{365} Days A Path towards Elite Powerlifting

8Feb/100

Day 767

DIET

Ate pretty lightly today. The majority of it consisted of random carb items. It looks like I finally broke past the 160 pound plateau. Hopefully this isn't a sodium bloat from last night's cheat and I can maintain this weight and keep gaining.

EXERCISES

Interesting... The injury I've sustained 6-8 months ago can be lessened by changing my feet position in a deadlift. The wider my stance, the more glute pain I have. The narrower my stance, the less pain. Either way, I still need to get this checked out.
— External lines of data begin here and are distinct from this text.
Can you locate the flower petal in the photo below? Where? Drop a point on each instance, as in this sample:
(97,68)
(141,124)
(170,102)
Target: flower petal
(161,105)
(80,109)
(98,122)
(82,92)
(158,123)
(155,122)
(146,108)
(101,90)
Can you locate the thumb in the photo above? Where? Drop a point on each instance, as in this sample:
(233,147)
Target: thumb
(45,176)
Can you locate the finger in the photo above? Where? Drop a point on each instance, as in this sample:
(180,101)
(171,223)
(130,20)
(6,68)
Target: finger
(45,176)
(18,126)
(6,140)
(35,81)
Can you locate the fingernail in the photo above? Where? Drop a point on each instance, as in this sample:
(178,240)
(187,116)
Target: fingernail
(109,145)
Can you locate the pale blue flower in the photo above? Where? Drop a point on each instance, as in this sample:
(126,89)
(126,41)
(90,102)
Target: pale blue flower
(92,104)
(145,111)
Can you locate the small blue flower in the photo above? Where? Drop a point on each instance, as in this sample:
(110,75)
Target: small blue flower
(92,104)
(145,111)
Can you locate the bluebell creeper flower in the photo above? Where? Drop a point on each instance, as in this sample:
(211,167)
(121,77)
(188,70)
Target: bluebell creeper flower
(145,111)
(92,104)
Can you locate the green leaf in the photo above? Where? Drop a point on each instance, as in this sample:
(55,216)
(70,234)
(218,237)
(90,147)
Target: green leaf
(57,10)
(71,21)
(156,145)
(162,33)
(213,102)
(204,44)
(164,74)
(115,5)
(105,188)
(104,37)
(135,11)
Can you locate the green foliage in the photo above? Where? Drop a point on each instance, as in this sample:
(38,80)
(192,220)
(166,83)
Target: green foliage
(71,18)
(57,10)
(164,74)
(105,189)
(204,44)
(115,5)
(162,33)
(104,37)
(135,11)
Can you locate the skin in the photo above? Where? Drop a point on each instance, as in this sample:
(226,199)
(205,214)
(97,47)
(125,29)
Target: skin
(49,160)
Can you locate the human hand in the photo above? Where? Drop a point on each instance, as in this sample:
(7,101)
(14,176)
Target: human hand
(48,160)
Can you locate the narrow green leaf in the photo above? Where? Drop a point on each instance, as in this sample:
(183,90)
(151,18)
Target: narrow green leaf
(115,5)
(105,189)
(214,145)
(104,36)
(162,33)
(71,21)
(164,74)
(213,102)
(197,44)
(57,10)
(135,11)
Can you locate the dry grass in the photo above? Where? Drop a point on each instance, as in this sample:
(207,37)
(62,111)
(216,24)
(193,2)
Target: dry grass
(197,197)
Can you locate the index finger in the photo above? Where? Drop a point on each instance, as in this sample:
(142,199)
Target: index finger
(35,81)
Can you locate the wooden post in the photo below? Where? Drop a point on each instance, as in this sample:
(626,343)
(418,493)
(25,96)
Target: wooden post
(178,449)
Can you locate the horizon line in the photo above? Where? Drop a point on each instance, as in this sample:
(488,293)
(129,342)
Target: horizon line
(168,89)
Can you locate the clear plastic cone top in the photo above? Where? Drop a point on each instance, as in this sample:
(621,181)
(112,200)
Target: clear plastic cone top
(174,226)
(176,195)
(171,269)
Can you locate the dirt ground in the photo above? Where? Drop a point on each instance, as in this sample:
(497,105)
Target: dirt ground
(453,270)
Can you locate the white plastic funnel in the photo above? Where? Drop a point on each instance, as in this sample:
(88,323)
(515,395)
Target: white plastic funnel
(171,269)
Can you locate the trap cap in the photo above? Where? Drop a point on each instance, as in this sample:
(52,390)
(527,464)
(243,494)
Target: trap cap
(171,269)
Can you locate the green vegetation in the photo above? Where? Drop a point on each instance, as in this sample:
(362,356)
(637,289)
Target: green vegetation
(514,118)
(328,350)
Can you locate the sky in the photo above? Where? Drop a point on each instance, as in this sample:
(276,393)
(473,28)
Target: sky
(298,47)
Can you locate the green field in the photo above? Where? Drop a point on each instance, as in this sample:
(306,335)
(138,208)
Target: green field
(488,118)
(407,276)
  1. Deadlift - 320 went up "relatively" pain free after shifting my stance
  2. BB Row
  3. One Arm DB Rows
  4. Rack Squats
  5. Pull Ups
  6. Hyperextensions fused with BB Rows
  7. Calf Raises
  8. Stretches

EXTRA ACTIVITIES

None.

COMMENTS

Getting some random work done. Not too much CPA thinking until now.

INTERESTING CPA TIDBITS OF THE DAY

There are a few deductions for corporate tax that trip me up because each have a special definition of taxable income that is unique to calculating the deduction. This makes sense since you have to take one deduction before you can calculate another.
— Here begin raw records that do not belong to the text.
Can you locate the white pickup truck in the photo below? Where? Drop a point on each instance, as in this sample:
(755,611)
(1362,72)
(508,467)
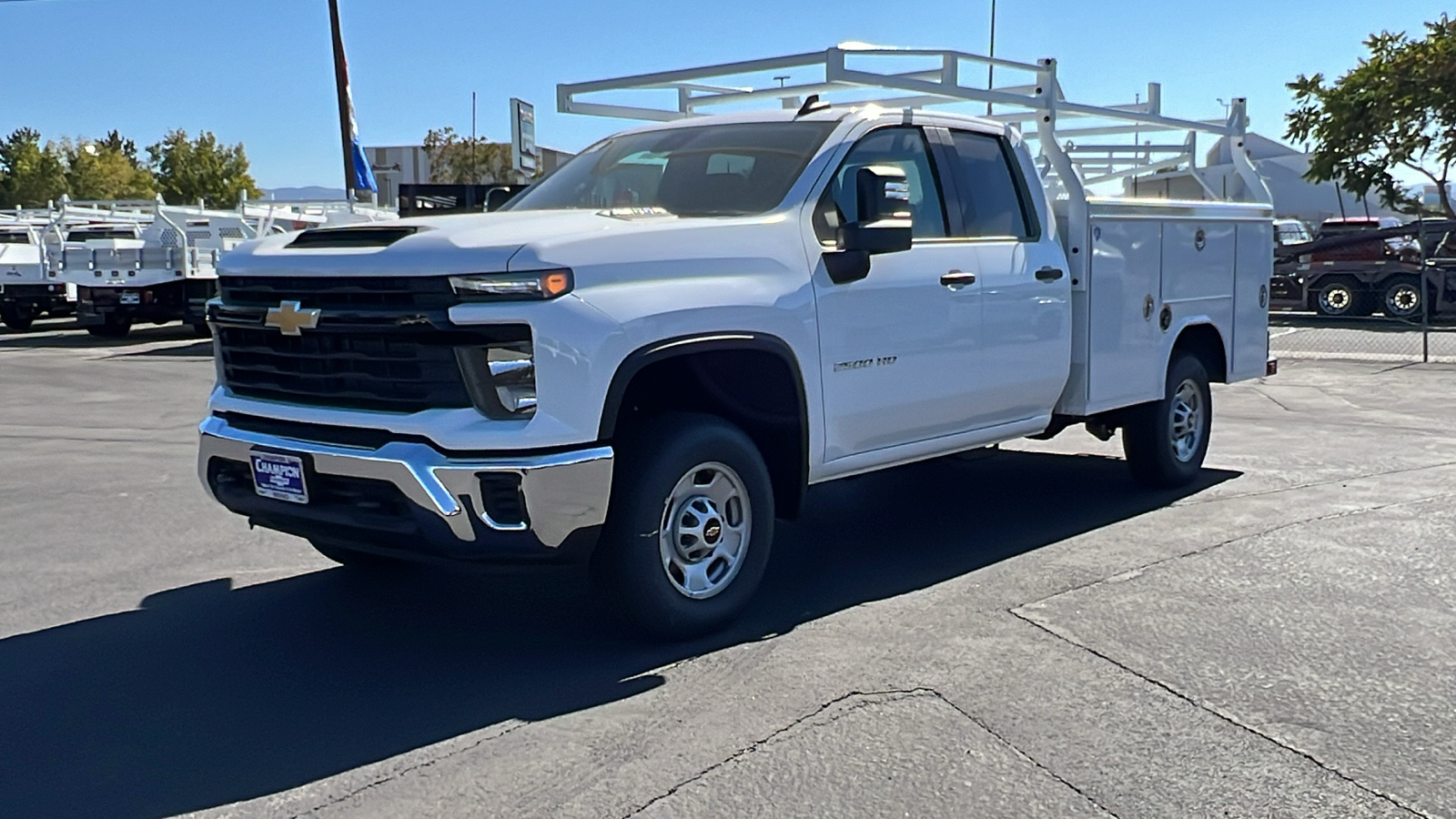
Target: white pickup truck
(650,356)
Tonight, I will explore the calculation of taxable income for the corporate charitable contribution deduction, dividend received deduction and the qualified production income deduction.
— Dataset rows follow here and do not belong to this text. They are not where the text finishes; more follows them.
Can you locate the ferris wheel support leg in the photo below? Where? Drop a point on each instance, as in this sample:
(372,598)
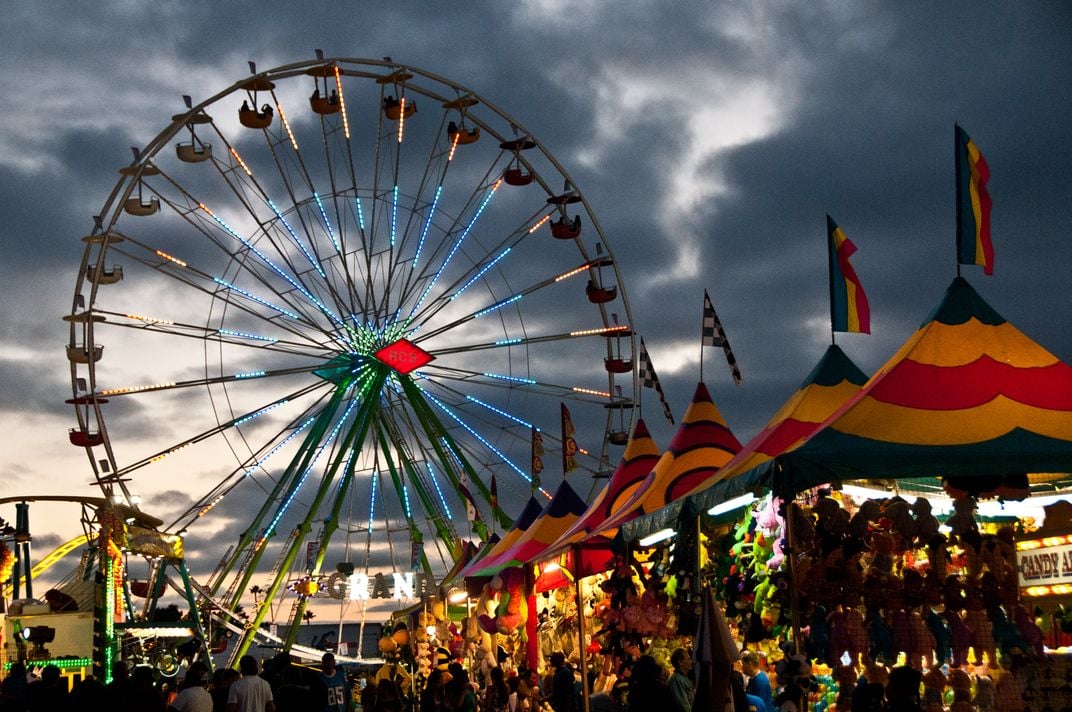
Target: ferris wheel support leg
(288,480)
(432,424)
(356,434)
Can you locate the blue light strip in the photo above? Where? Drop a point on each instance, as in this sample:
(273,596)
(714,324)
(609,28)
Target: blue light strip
(502,303)
(501,412)
(514,379)
(276,267)
(297,240)
(480,273)
(435,481)
(258,463)
(324,446)
(453,250)
(255,414)
(477,435)
(395,213)
(372,502)
(257,299)
(327,223)
(360,212)
(428,223)
(231,332)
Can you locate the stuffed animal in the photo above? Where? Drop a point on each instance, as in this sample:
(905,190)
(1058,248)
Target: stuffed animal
(921,642)
(1029,629)
(512,609)
(961,682)
(962,636)
(985,699)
Starting with charitable contribution, you calculate taxable income by ignoring the dividend received deduction (DRD), the charitable contribution deduction (CCD), and the domestic production activities deduction (DPRAD). Looking at this logically, we calculate the CCD before all other deductions. We can also ignore NOL carrybacks. This means we don't need to recalculate the CCD when we have a NOL in future years. This is also the same with capital loss carry backs. We can ignore future capital losses that will change our taxable income.

Next, the DRD follows similar rules except this is AFTER the CCD. This means we actually include the CCD in our calculation of taxable income. We can ignore all the things mentioned above with one addition. We can also ignore NOL carry forwards. That is, NOL carried from the past. I'm not sure why there is a difference but it is one distinction that I must remember.

The last DPAD is calculated using the lesser of  qualified production income or taxable income without the DPAD times 6%. (the rate is 3% in 2005 and 2006 and 9% from 2010 onwards).

Logical? As long as you keep the order of these deductions clear, you should have no problems answering questions.